Saturday's scrimmage at Rice-Eccles Stadium put Utah over the hump. The Utes are now on the backside of their 15 spring practices.
"I'd say at the halfway point we're about where we need to be," said Utah coach Kyle Whittingham. "We've got a lot of work to do. But if we can make as much progress in the second half of spring as we have in the first half, then that's a positive."
The Utes' first scrimmage featured several solid performances on offense, defense and special teams.
Sophomore quarterback Corbin Louks completed 11-of-16 passes for 66 yards (and rushed for a scrimmage-high 39 yards) as the offense made its strongest showing of the spring.
"We really clicked today. I thought we improved in all aspects running, passing, blocking," said Louks, who noted that the team did a good job bouncing back from a shaky practice on Thursday. "I thought we came back and really showed some life."
Brian Johnson and Chad Manis threw touchdown passes in red-zone situations, with Jereme Brooks and Bradon Godfrey hauling in the scores. Sophomore Eddie Wide III topped the running backs with 34 yards on 12 carries, and redshirt freshman Collin Robinson made a game-high five catches to lead the receiving corps. Senior Freddie Brown was second with four receptions. Both players netted 34 yards.
On defense, the Utes racked up nine quarterback sacks, six tackles-for-loss, three fumble recoveries, three pass breakups, two interceptions and a forced fumble.
The special teams units delivered 10 made field goals, two extra points and a blocked punt by junior Bo Hikila.
Whittingham called it "a good work day" and "a lot cleaner practice than it was on Thursday." He considered the latter his team's worst showing of the spring.
"We had some guys step up," said Whittingham. "The defensive secondary made some plays; Corbin Louks continues to get better, and the running backs have proven to be a very solid group."
Though they weren't involved in full contact situations, Brent Casteel and Matt Asiata had successful carries in the scrimmage.
"It was competitive. Guys battled and made some plays. There's still a lot of work to be done on both sides of the ball, but that's why we have spring ball," said Johnson, who is also being eased back into things after offseason surgery.

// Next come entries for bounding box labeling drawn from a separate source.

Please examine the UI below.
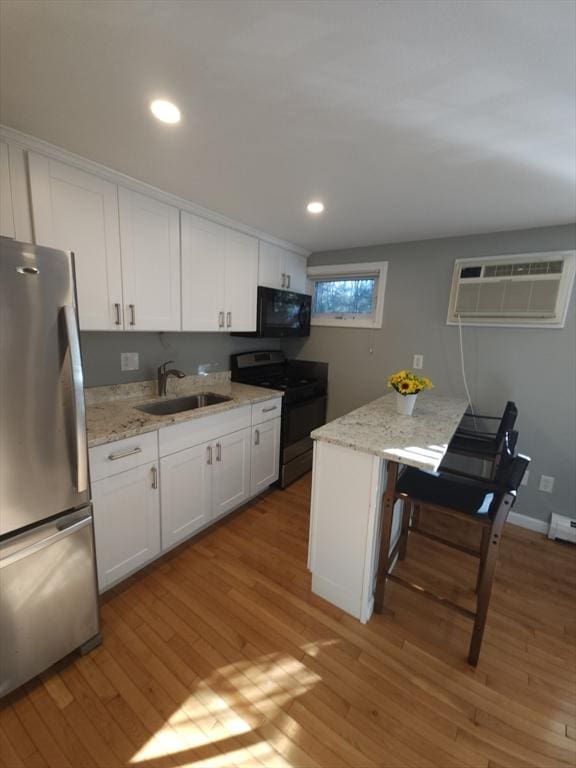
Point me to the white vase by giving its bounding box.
[396,392,418,416]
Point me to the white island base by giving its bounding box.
[308,395,467,622]
[308,441,400,623]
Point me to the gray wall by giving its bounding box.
[81,331,298,387]
[299,225,576,520]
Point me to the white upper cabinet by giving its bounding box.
[118,187,181,331]
[225,229,258,332]
[181,211,226,331]
[284,251,308,293]
[0,141,16,237]
[181,211,258,331]
[28,152,123,331]
[258,240,307,293]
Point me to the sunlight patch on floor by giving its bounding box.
[130,640,326,768]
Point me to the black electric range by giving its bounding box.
[231,350,328,488]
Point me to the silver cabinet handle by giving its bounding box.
[62,304,88,493]
[108,446,142,461]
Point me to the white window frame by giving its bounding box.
[308,261,388,328]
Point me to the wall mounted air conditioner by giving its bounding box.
[447,251,576,328]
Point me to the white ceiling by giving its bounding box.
[0,0,576,250]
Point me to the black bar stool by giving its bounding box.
[446,400,518,478]
[375,436,530,667]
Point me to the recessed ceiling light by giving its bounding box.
[150,99,180,123]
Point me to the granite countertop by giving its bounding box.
[85,372,284,448]
[311,392,468,471]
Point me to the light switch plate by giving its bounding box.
[120,352,140,371]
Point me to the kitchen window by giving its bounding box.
[308,261,388,328]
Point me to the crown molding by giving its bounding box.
[0,125,310,257]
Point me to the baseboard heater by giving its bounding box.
[548,512,576,544]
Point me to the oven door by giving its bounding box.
[282,396,326,462]
[257,286,312,338]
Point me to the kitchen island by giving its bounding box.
[308,392,468,622]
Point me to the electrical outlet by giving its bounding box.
[538,475,554,493]
[120,352,140,371]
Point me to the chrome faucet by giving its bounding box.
[158,360,186,397]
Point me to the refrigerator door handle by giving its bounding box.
[63,304,88,493]
[0,515,92,569]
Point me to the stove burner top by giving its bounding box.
[260,376,314,389]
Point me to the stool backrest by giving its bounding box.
[494,430,530,491]
[498,400,518,438]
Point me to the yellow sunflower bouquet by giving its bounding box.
[388,371,434,395]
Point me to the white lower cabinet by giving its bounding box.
[160,443,214,549]
[250,418,280,496]
[89,398,282,591]
[213,429,250,519]
[160,428,250,549]
[92,462,160,591]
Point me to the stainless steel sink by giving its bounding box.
[136,392,232,416]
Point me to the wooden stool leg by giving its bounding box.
[398,499,412,560]
[374,461,398,613]
[468,512,509,667]
[474,528,490,593]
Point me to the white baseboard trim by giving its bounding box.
[508,512,548,533]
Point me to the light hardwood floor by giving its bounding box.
[0,478,576,768]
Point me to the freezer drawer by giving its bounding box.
[0,507,99,696]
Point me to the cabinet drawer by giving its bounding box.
[252,397,282,424]
[158,405,251,456]
[89,432,158,480]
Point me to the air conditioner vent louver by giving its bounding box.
[448,251,575,328]
[483,261,564,277]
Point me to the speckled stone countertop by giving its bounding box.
[311,392,468,470]
[85,371,283,448]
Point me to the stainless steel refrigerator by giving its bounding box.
[0,237,99,696]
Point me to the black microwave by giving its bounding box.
[232,285,312,339]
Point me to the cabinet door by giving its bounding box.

"We're at the halfway point right now, so we'll have to use the second half of spring ball to come in and get everything situated to where we need to be for fall."
The offense, he added, is making strides.

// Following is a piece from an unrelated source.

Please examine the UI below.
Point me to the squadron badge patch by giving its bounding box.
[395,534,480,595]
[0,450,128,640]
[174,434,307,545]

"We still haven't played up to our potential yet," said Johnson. "We have another seven practices to do so. As long as we're getting ready for the fall, we'll be fine."

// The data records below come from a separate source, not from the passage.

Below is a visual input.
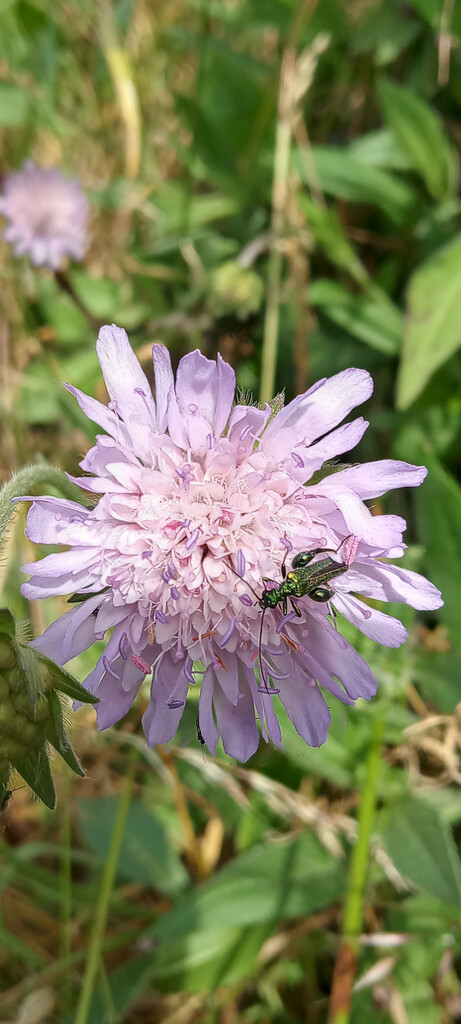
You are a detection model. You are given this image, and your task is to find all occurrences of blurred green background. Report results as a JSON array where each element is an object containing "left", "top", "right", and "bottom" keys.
[{"left": 0, "top": 0, "right": 461, "bottom": 1024}]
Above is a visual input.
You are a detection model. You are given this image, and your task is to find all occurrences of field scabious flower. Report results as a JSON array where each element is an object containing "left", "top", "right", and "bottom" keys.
[
  {"left": 0, "top": 161, "right": 89, "bottom": 270},
  {"left": 22, "top": 326, "right": 442, "bottom": 761}
]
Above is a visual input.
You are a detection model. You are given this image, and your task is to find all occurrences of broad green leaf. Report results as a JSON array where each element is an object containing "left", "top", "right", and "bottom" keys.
[
  {"left": 349, "top": 128, "right": 412, "bottom": 171},
  {"left": 34, "top": 650, "right": 99, "bottom": 703},
  {"left": 0, "top": 82, "right": 31, "bottom": 128},
  {"left": 411, "top": 0, "right": 461, "bottom": 40},
  {"left": 384, "top": 795, "right": 461, "bottom": 908},
  {"left": 10, "top": 745, "right": 56, "bottom": 810},
  {"left": 309, "top": 279, "right": 403, "bottom": 355},
  {"left": 396, "top": 234, "right": 461, "bottom": 409},
  {"left": 79, "top": 797, "right": 188, "bottom": 896},
  {"left": 149, "top": 834, "right": 345, "bottom": 940},
  {"left": 298, "top": 196, "right": 368, "bottom": 285},
  {"left": 0, "top": 608, "right": 16, "bottom": 637},
  {"left": 378, "top": 79, "right": 458, "bottom": 200},
  {"left": 293, "top": 145, "right": 415, "bottom": 225}
]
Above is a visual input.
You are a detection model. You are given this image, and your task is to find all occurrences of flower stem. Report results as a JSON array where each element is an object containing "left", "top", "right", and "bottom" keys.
[
  {"left": 54, "top": 270, "right": 104, "bottom": 331},
  {"left": 74, "top": 768, "right": 134, "bottom": 1024},
  {"left": 328, "top": 716, "right": 384, "bottom": 1024}
]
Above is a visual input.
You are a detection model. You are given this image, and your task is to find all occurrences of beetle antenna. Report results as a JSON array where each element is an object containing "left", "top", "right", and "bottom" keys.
[
  {"left": 258, "top": 608, "right": 268, "bottom": 691},
  {"left": 225, "top": 562, "right": 261, "bottom": 604}
]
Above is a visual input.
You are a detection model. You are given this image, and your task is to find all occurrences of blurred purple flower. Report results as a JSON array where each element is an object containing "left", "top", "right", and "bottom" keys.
[
  {"left": 22, "top": 326, "right": 442, "bottom": 761},
  {"left": 0, "top": 162, "right": 89, "bottom": 270}
]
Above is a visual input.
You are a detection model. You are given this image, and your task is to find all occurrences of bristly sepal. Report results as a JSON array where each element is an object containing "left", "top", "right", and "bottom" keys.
[{"left": 0, "top": 608, "right": 97, "bottom": 809}]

With several promising recruits joining the mix when camp opens in August, Whittingham acknowledged it's a chance for others to shine and make the most of it.
Robinson responded to the challenge as did several others, including Lei Talamaivao and Chaz Walker, who each made two sacks. Defensive lineman Blake Pacheco, a redshirt freshman, also made an impact with two tackles behind the line of scrimmage, a fumble recovery and a pass breakup. Defensive back Brandon Burton, another redshirt freshman, intercepted two passes.
Whittingham was pleased with the performance of Utah's defense. He noted, however, that the offense is coming around as well.
"They're closing the gap a little bit. But we've still got a pretty good defense. They played some good football last year for us and we've got a lot of them back," said Whittingham, who pointed out the complexities of Utah's scheme.
The defense, he has repeatedly said, is usually way ahead of the defense at this time of year. The difference is lessened when the offense completes its installation.
"I think the gap is narrowing," said Whittingham. "Hopefully by the end of spring things will be fairly even."In the meantime, the Utes are still quite capable of putting points on the board. Kicker Louie Sakoda was 6-for-6 on Saturday. He connected on a pair of 47-yard attempts, as well as distances of 46, 41, 34 and 27 yards. Junior Ben Vroman made four kicks, including a 47-yarder.